The green hydrogen landscape in Latin America is encouraging the development of transcontinental partnerships between local players and foreign partners and offtakers.

BNamericas talks with Piia Nummela and Natalia Araujo, a senior advisor and advisor at Business Finland, a government innovation funding, trade, investment, and travel promotion organization, about the Latin American and European markets, what Finnish investors are looking for, and other topics.

BNamericas: How can Finnish companies and institutions help Latin American green hydrogen developers?

Araujo: Business Finland is a part of the economy and employment ministry. Our role in our respective countries, myself in Brazil and Piia in Chile, is to support Finnish companies in developing business partnerships in Latin America, and prospecting business opportunities in general. We have a very specific focus on the energy and sustainability sectors. 

Nummela: Finland has a lot of green hydrogen know-how. Not only companies but also universities, the research centers. And they would be very good partners for companies that want to develop green hydrogen in Latin America. We have had success connecting companies developing green hydrogen projects in Latin America to Finnish companies and universities that can help with engineering studies and other issues. Finnish companies can make great partners for these kinds of challenges.

Araujo: Beyond hydrogen production, Finland is interested in collaborating with hydrogen applications. Once we've moved past the production route question and the supply is available, the question is how it will play a role in the decarbonization of certain sectors, of heavy process industries. Finland has a lot of knowledge on this, and use-cases are in place, and could collaborate with Latin America to apply this knowledge locally.

BNamericas: How are the Latin American markets compared to European ones?

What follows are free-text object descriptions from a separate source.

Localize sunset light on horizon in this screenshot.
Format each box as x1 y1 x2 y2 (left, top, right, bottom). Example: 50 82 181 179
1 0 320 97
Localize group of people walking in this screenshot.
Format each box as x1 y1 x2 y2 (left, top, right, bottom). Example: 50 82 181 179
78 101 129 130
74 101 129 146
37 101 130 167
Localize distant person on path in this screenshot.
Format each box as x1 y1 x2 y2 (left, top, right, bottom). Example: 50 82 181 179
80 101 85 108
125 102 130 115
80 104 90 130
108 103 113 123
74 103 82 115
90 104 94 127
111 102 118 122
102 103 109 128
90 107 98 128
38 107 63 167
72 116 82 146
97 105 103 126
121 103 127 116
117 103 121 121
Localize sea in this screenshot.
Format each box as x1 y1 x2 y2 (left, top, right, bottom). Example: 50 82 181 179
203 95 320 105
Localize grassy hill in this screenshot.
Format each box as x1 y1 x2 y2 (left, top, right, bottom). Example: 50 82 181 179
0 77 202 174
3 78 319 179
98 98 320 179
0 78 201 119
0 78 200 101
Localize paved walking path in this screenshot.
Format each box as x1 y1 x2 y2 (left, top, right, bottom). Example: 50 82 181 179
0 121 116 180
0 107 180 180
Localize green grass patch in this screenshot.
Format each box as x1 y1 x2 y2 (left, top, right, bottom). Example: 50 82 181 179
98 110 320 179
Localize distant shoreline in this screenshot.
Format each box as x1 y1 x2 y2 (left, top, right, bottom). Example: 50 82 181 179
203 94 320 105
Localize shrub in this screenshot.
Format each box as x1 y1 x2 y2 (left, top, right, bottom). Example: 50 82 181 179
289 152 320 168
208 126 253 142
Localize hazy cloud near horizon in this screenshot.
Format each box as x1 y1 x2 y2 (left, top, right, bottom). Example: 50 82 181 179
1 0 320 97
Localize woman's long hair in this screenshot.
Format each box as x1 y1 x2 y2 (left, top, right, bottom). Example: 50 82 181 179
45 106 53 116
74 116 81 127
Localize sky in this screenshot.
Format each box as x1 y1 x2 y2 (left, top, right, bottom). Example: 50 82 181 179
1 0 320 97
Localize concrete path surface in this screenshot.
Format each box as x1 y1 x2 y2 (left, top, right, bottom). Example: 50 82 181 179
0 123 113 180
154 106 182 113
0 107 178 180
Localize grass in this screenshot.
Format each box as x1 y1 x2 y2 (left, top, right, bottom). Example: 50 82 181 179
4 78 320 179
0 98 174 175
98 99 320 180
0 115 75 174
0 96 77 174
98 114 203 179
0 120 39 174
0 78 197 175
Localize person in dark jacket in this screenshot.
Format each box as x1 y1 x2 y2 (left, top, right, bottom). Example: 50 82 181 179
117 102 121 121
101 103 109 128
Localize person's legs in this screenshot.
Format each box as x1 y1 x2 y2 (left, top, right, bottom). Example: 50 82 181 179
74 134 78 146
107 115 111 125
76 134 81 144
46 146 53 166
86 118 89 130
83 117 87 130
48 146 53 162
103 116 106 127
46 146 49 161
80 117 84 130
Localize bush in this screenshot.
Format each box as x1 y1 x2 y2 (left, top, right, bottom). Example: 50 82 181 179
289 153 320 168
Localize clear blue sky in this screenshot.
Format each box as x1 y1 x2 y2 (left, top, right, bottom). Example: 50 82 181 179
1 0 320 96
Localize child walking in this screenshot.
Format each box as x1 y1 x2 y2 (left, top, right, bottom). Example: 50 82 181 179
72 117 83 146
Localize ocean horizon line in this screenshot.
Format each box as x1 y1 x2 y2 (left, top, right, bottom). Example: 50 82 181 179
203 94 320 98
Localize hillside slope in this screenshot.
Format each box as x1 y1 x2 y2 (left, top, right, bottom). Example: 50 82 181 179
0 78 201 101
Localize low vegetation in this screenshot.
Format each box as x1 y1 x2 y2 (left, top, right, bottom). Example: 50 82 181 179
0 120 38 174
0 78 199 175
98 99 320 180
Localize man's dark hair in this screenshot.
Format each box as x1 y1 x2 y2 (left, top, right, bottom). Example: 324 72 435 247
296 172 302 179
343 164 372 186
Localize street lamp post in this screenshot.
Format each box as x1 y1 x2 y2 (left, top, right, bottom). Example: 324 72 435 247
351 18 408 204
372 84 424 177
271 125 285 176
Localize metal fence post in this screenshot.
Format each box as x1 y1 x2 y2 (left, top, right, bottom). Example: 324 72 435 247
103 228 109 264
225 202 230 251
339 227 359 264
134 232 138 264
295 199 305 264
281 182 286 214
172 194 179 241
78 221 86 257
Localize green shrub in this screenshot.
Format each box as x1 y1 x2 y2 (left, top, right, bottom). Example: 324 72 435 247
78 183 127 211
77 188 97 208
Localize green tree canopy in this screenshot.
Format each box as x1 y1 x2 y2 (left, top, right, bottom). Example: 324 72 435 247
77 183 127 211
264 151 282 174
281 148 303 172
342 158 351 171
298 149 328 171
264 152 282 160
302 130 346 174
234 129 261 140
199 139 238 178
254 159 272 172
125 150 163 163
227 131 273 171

Where are synergies between Finland and the Latin American countries that want to move fast?

Nummela: Chile has already established a national strategy for green hydrogen, and the new government is working on updating it. Their strategy is very ambitious, but one of the first things Chile needs to work on is the creation of a national market. They need to create that before they can export.

Many European countries, and Finland is no exception, have an existing market for hydrogen, it is already used in industries, and Finland already covers the entire hydrogen value chain. So there are good practices and experiences in Finland that could be useful for Chile. Another important topic, relevant everywhere in the world, is what's happening in Finland in terms of research and development within companies and universities. Finland has a lot of experience in this area with energy, and green hydrogen is no exception. This experience and know-how of Finnish universities and institutes can be very helpful for Latin American countries. 

Araujo: Latin America holds a very strong position in terms of green energy production, whereas in Europe you have a few markets with surplus green energy, like Denmark with wind, but other countries are focusing more on grey and blue hydrogen production and will have to import some green hydrogen. So we think Latin America can contribute with a green production route. 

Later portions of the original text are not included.